King Szczecin - Czarni Słupsk 83:78 (22:21, 20:22, 25:18, 16:17)
King: Schenk 18, Richardson 14, Dorsey-Walker 12, T. Davis 10, Langevine 10, Matczak 9, Kroczak 8, Borowski 2, Kikowski 0
Po dwóch przegranych meczach w Słupsku King znalazł się pod ścianą. Podopieczni trenera Miłoszewskiego myśląc o półfinale nie mogli sobie pozwolić na kolejne niepowodzenie, a dodatkowo los nie był dla Kinga szczęśliwy. Na trzeci mecz ćwierćfinałowy szczeciński zespół musiał przeprowadzić się do hali przy ul. Twardowskiego. W obiekcie tym King występował przez kilka miesięcy w ubiegłorocznych rozgrywkach, ale w tym sezonie zagrał po raz pierwszy.

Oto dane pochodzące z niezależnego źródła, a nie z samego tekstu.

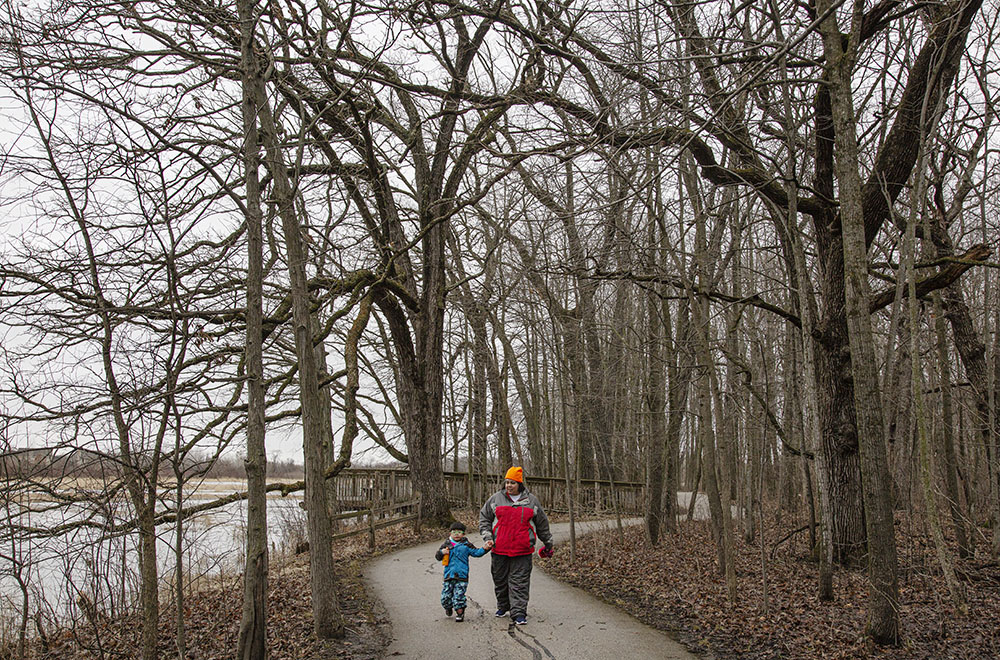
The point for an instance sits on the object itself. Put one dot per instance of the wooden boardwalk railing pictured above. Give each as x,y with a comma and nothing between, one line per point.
363,488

Zastępująca Netto Arenę stara hala okazała się jednak szczęśliwa dla Kinga i nieprzyjazna dla Czarnych. To szczecinianie zaprezentowali w niej lepszą skuteczność. Czarni tymczasem nie potrafili wykorzystać swojej najsilniejszej broni "trójek". Słupszczanie na 29 prób mieli tylko 8 celnych. Szczecinianie prowadzili przez większość poniedziałkowego spotkania, ale przewaga tylko dwukrotnie przekroczyła 10 punktów. Goście w ostatniej odsłonie byli bliscy odrobienia strat i na minutę przed końcem zbliżyli się do Kinga na trzy punkty, ale później do końca meczu nie oddali już celnego rzutu. Najlepszy mecz od kilku tygodni rozegrał Schenk, 11 zbiórek zaliczył Langevine, a 100-procentowa skuteczność rzutów z gry zaprezentował Kroczak.
Czwarty mecz ćwierćfinałowy Kinga z Czarnymi rozegrany zostanie w środę ponownie w hali przy ul. Twardowskiego w Szczecinie. W przypadku ponownej wygranej szczecinian rywalizacja wróci w przyszłym tygodniu do Słupska.